The charity said this is because physical health problems are often missed or attributed to mental illness, and the side-effects of medication can cause complications.
Brian Dow, director of external affairs at Rethink Mental Illness, said: "It's about time we all got to grips with what schizophrenia is and what it isn't.
"Schizophrenia can be treated and managed, just like many other illnesses. It's not a dirty word or, worse, a term of abuse."
He added that myths stopped people from getting jobs, forming relationships and getting access to the healthcare they needed.
"The symptoms of schizophrenia don't fit neatly into a box, everyone will experience it differently," he said.
"However, we can all play a role in rethinking schizophrenia, and helping to change attitudes, by learning to separate the myths from the facts."
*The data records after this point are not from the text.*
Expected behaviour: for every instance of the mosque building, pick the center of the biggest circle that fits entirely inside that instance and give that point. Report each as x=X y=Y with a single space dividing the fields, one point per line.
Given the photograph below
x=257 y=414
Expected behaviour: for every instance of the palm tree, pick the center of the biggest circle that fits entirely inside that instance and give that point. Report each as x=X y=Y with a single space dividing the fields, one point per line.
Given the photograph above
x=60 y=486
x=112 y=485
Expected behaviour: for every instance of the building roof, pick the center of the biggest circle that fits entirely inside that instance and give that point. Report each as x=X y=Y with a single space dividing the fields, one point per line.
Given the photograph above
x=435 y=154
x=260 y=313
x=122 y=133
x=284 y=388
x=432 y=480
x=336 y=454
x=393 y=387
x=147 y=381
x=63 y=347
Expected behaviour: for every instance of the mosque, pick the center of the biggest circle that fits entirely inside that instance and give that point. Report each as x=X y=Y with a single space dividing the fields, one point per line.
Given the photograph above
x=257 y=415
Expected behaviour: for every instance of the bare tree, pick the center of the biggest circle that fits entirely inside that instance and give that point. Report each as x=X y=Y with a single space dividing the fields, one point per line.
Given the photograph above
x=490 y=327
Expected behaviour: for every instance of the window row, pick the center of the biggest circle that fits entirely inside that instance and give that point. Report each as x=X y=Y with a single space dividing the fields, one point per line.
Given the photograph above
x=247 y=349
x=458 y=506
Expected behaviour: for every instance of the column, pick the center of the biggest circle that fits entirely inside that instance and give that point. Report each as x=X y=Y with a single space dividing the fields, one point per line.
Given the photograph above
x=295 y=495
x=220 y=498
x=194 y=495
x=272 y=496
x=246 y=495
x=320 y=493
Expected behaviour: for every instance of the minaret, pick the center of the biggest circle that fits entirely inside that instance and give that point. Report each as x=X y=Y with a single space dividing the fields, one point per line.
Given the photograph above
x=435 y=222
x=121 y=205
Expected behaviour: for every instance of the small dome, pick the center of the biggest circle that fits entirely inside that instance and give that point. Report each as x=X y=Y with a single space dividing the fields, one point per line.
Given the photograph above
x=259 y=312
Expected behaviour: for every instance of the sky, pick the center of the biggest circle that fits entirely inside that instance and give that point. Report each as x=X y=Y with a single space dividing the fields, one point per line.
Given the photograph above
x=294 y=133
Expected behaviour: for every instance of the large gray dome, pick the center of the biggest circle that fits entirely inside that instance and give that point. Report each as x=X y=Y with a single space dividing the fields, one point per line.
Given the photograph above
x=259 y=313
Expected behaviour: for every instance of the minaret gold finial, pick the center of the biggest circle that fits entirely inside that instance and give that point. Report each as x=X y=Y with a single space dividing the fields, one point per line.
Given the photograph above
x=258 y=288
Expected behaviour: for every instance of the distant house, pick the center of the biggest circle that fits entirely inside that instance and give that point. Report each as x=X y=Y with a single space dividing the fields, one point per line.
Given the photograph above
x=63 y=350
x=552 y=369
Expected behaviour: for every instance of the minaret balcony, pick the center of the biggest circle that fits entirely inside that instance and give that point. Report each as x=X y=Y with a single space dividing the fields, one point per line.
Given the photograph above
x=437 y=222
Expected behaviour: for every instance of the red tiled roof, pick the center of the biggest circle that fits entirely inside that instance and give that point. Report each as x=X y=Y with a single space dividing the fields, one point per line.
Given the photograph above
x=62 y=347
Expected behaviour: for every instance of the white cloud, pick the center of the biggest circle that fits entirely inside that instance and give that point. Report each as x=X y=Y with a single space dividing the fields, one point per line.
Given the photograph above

Prof Wendy Burn, president of the Royal College of Psychiatrists, said it was "astounding" that schizophrenia was still so widely misunderstood.
"To tackle the stigma that so many living with schizophrenia face, we have a huge task ahead of us in informing and educating the public," she said.
"We also need to ensure that more medical students choose psychiatry so that those living with schizophrenia have specialist doctors available to treat them."